How “Real” is Real-Time Simultaneous Speech-to-Text Translation

Despite advancements in AI speech translation, many so-called “real-time” systems may not be as real-time as they claim.

A new study finds that much of the research in simultaneous speech-to-text translation (SimulST) is based on unrealistic assumptions that do not reflect real-world conditions — potentially limiting the industry’s ability to deploy truly live, low-latency translation solutions.

In their December 24, 2024 paper, Sara Papi from Fondazione Bruno Kessler and Peter Polák, Ondřej Bojar, and Dominik Macháček from Charles University, reviewed 110 papers on SimulST and found that the majority focus on translating pre-segmented speech — where the input has been manually split into short utterances before translation — rather than continuous, unbounded speech streams.

The researchers argue that this “narrow focus” simplifies the problem by avoiding challenges such as latency, segmentation, and synchronization, ultimately hindering the development of systems that can work in real time without human intervention. 

“Despite its intended application to unbounded speech, most research has focused on human pre-segmented speech, simplifying the task and overlooking significant challenges,” the researchers said.

Terminological Chaos

They also highlighted inconsistencies in how key terms like “simultaneous,” “streaming,” “online,” and “real-time” are used, making it difficult to compare research findings. “Over 65% of the papers mix and match these terms,” they note, adding that such inconsistencies create “significant ambiguity and confusion in understanding and comparing research work.” The researchers describe this as a “real terminological chaos.” 

To address this, they define SimulST as a six-step process that includes audio acquisition, segmentation, translation, and more — steps crucial for a comprehensive understanding of the SimulST task.
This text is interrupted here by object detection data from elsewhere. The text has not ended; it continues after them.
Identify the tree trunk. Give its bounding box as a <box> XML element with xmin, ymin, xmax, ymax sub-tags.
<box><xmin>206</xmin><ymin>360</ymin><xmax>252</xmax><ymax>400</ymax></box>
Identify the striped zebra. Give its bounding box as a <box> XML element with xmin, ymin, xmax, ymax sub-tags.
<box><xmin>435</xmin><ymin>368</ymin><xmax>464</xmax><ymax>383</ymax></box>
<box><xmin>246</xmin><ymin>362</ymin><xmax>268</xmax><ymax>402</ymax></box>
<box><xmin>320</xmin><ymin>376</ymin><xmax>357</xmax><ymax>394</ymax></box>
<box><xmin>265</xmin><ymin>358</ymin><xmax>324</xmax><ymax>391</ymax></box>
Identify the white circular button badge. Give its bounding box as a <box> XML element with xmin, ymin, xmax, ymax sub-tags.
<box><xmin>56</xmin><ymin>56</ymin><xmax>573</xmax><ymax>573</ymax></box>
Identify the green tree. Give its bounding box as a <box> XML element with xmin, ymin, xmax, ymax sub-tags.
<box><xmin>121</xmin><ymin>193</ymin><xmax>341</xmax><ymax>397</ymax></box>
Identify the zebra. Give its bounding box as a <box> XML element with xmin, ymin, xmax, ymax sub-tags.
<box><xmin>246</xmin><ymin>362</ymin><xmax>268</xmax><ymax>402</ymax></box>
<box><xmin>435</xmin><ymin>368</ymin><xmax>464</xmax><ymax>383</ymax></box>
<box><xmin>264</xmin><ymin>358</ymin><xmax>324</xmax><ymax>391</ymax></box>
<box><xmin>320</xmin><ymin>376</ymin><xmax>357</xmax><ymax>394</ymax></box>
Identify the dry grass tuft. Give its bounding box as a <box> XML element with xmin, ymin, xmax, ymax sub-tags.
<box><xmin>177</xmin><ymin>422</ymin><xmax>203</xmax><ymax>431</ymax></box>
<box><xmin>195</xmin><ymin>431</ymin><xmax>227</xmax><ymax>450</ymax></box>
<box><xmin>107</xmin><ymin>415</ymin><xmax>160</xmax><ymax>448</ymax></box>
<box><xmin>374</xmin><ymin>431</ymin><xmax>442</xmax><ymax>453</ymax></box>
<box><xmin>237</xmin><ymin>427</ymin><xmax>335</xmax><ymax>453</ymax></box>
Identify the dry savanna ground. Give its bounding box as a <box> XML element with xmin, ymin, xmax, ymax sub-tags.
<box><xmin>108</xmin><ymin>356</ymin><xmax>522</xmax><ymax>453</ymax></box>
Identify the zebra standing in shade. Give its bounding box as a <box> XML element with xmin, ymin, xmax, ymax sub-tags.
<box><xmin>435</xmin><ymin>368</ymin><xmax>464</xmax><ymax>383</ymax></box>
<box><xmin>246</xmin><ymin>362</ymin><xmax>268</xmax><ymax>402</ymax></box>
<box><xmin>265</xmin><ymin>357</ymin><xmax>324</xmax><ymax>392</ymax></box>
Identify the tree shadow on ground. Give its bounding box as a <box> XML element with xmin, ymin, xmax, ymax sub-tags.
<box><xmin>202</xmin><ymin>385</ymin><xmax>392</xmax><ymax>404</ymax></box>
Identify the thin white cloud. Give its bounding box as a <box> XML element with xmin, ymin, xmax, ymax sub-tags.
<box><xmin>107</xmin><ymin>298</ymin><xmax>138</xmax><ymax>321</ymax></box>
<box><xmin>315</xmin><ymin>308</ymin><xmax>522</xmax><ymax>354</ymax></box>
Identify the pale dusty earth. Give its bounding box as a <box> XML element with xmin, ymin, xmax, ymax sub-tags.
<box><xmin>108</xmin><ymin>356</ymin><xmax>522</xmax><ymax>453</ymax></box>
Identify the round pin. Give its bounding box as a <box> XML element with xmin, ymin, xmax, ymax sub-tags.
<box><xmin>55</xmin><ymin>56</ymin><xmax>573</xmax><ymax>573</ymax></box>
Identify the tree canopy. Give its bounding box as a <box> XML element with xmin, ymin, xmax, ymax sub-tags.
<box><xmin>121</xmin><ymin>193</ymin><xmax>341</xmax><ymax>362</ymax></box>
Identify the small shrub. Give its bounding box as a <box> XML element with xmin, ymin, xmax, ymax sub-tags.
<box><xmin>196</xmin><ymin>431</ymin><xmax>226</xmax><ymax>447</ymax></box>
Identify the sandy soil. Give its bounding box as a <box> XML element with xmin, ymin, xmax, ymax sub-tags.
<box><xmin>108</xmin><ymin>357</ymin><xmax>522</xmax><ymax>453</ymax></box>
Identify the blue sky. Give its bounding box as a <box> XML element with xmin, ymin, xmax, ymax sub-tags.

Additionally, they propose a standardized terminology and taxonomy for SimulST, which categorizes models based on input type (bounded vs. unbounded speech), architecture (cascade vs. direct), and output strategy (incremental vs. re-translation). 

They argue that “a clear, consistent, and standardized task definition” is needed to ensure future research aligns with real-world requirements.

Concrete Recommendations

Another major gap in the field, according to the researchers, is how SimulST models are evaluated. Most studies rely on pre-segmented input, meaning that latency and quality assessments are not representative of real-time conditions. Popular evaluation tools like SimulEval are designed for sentence-based translation and are “not designed to compute scores for audio streams.”

The researchers stress the need for new evaluation frameworks that account for continuous input and computationally aware latency.

Additionally, while direct models — those that bypass automatic speech recognition and translate speech directly — are becoming more common, they are rarely tested on continuous speech streams, raising questions about their practical effectiveness. The researchers note a marked increase in studies employing direct architectures, “almost tripling from 2021 to 2023”, but emphasize that their performance on long-form speech remains largely untested.

The researchers call for a shift in focus toward systems that can handle continuous audio input without relying on human-prepared segmentation. “Humans will not segment our audio,” they warn, emphasizing that the field needs to develop “holistic systems capable of effectively processing and translating continuous audio streams.”

They also stress the importance of context-aware processing, arguing that SimulST models should retain past information to improve translation accuracy over long speech streams.

With these concrete recommendations, the researchers aim to bridge the gaps in existing literature and advance the field “towards more realistic and effective SimulST solutions.”

The team will present their findings at SlatorCon Remote in March 2025.